The 60-year-old family-run lumberyard has delivered materials to some 50 condo and commercial buildings, including retailers.
With protests before and during the summit, the potential for damage to businesses is real, but with so many visitors to Chicago, the potential for drawing customers is real, too.
The big retailers in the Loop and on the Magnificent Mile, including Macy’s, Target and Nordstrom, say they intend to operate as usual and have no board-up plans. In fact, Macy’s is featuring a Brazilian fashion, culture and culinary campaign this weekend, “Brasil: A Magical Journey,” featuring dresses, handbags, jewelry, food, dance and other aspects of the South American country.
“We expect to see an increase in visitors shopping, [but] probably a few less local shoppers,” said Macy’s spokeswoman Andrea Schwartz.

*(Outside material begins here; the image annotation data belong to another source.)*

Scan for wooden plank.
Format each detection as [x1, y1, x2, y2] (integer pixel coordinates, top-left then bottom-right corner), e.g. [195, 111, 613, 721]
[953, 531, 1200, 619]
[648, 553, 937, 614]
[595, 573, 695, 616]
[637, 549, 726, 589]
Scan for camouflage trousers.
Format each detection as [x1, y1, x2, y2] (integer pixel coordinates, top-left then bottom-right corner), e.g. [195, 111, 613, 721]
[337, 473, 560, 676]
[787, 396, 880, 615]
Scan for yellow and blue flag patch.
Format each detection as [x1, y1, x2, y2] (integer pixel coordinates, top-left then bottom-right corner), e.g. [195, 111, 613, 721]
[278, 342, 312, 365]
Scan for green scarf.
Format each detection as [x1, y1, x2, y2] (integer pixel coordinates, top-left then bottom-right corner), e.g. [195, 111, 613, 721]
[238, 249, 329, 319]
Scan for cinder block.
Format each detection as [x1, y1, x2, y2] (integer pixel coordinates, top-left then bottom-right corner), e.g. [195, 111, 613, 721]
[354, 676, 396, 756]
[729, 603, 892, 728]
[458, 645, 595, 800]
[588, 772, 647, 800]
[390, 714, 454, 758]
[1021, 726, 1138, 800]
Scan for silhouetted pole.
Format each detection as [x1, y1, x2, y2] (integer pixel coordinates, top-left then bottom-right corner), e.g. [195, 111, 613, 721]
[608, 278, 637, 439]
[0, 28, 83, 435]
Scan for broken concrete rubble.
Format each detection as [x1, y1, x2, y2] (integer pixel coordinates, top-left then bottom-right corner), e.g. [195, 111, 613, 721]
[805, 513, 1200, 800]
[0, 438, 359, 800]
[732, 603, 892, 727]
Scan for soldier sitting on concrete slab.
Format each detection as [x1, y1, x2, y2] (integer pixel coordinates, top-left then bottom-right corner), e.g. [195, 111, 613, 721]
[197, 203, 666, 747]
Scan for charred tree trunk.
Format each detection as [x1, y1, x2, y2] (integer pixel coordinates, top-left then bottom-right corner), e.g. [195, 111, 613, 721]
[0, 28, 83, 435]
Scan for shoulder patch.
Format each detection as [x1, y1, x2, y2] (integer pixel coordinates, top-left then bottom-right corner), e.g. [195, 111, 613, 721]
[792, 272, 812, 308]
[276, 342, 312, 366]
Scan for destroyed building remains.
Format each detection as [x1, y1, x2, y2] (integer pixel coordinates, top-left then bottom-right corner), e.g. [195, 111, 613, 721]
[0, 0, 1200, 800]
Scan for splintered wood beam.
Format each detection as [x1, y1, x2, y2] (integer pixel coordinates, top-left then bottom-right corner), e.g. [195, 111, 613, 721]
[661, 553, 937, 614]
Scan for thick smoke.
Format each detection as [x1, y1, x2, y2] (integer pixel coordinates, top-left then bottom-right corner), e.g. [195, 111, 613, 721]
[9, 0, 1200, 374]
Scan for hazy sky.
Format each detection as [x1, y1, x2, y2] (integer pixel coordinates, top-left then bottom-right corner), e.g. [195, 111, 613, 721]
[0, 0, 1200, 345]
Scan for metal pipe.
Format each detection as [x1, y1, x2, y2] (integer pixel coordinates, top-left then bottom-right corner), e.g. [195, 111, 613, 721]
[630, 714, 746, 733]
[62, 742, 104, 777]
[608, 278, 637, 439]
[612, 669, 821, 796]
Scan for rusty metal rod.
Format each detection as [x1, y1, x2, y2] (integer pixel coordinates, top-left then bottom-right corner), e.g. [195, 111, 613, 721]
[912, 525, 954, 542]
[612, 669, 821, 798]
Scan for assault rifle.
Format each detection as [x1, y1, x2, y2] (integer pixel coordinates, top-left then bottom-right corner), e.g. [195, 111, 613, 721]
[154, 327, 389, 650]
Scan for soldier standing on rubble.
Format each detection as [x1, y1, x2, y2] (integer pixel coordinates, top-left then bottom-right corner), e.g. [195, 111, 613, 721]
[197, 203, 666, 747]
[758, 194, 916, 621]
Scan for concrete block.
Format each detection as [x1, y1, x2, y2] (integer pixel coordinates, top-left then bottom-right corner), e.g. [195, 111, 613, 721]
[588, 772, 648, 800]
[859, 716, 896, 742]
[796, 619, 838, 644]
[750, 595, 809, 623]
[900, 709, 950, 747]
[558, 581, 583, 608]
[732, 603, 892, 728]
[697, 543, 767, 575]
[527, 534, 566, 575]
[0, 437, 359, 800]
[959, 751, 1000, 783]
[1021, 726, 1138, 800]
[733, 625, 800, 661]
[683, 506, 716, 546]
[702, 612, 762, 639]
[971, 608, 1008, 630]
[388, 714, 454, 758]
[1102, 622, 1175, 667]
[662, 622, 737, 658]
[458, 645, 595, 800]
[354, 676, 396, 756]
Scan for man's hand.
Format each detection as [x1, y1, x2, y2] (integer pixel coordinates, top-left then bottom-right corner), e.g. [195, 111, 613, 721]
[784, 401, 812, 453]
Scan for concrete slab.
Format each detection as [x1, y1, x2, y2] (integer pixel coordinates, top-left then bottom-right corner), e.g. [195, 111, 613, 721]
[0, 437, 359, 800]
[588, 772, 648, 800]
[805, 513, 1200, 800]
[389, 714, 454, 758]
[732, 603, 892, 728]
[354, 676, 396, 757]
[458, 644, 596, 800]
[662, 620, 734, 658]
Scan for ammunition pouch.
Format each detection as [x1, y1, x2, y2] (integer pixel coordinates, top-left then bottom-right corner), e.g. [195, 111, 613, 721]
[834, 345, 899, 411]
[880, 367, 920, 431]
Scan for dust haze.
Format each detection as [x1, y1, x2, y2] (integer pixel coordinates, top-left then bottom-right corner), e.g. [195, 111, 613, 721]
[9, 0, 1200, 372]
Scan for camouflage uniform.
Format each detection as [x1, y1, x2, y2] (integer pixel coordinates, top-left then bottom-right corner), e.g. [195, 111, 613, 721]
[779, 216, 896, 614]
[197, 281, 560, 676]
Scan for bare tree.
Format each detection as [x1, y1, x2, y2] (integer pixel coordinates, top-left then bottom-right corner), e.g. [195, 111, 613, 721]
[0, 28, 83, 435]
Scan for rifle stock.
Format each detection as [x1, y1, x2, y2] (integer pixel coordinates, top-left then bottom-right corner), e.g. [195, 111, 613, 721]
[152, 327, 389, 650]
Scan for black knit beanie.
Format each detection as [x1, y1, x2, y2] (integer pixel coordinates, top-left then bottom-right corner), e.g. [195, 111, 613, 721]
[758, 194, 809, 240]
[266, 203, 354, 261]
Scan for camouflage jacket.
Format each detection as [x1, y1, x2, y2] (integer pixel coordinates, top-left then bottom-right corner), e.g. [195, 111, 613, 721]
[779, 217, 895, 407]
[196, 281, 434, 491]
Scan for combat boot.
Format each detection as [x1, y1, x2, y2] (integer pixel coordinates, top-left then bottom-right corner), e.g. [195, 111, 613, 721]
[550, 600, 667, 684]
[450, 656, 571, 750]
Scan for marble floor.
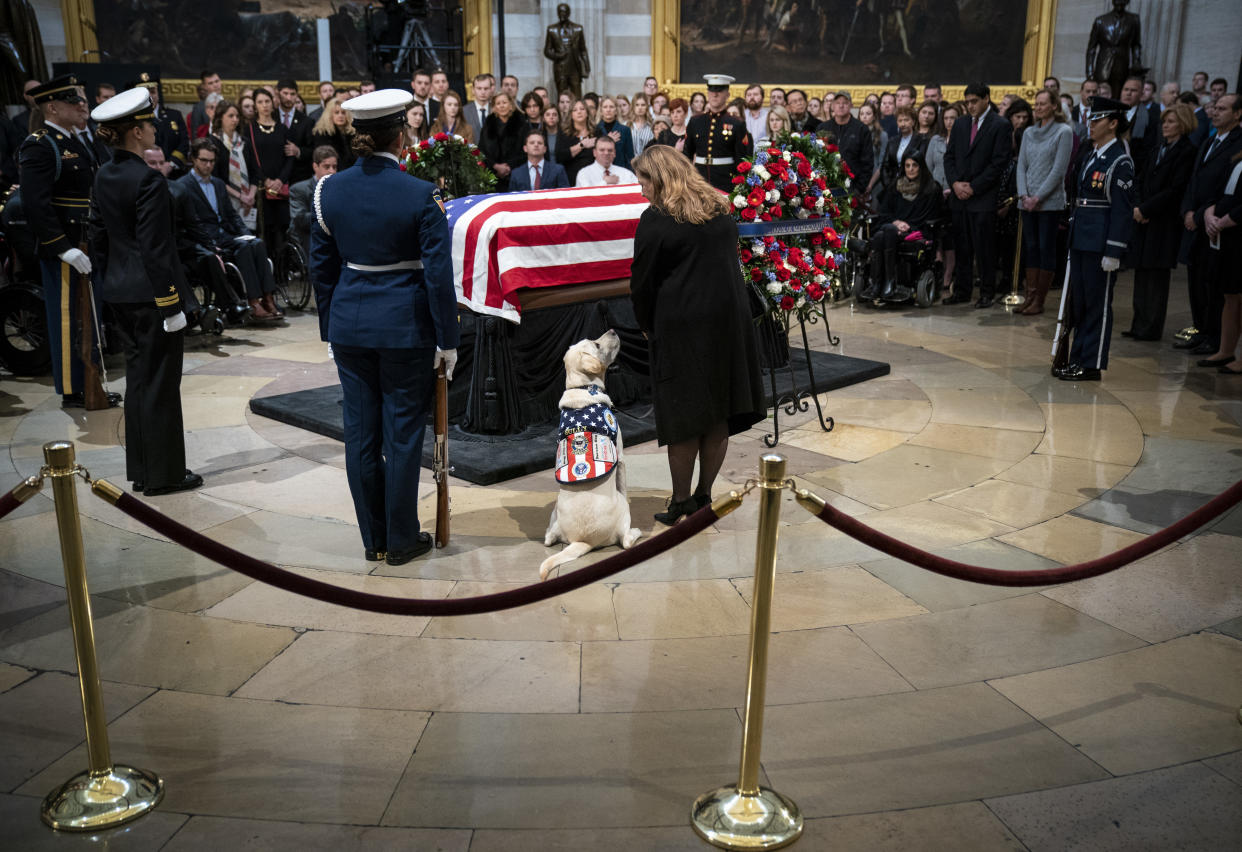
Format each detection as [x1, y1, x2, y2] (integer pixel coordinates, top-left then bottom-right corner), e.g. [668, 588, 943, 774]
[0, 277, 1242, 852]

Retailers generally don’t disclose when they hire extra security guards, but a Macy’s spokeswoman said the department store has no plans to try to charge the city for any extra security expenses.
Two retailers — Starbucks and Jewel-Osco — are putting protective film over windows of their stores closest to the NATO summit event as a precaution so that the glass won’t shatter if hit by rocks or other objects. Starbucks has installed the window coatings at 22 stores, while Jewel-Osco is stepping up window protection at its South Loop store at 1224 S. Wabash Ave., spokeswomen said Monday.
Target will boost its security measures and Jewel-Osco will add store managers.
Spokesmen for the Chicago Loop Alliance and the Greater North Michigan Avenue Association said they know of no closings by their member stores.
Though the Art Institute of Chicago will close during the summit, two nearby retailers, the souvenir shop Bye Bye Chicago and Central Camera Co., said they will operate as normal.
“We have security gates that we’ve pulled across the entrance for 45 years,” said owner Albert D. Flesch, whose late grandfather, also named Albert, started the company in 1899 at 31 E. Adams.
“We are hoping for everyone to be happy and non-violent,” Flesch said.
Baumgarten said he, too, hopes nothing happens. In fact, Lee Lumber has set up a return policy so building owners and other customers can bring back their lumber if they don’t use it, and pay only a service fee.
A risk management specialist said businesses may be waiting too late if they haven’t boarded up by now.
“Accordion screens that many businesses use aren’t going to stop a rock going through a window,” said Jay Taylor, with Chubb Group of Insurance Companies, Warren, N.J.
For building and business owners who decide they do need to board up, Lee Lumber has given customers a phone number where a foreman can be reached at any time in case an emergency delivery is needed during the summit. Baumgarten said: “Even in the middle of the night, we can get a truck loaded and get it out as fast as we can.”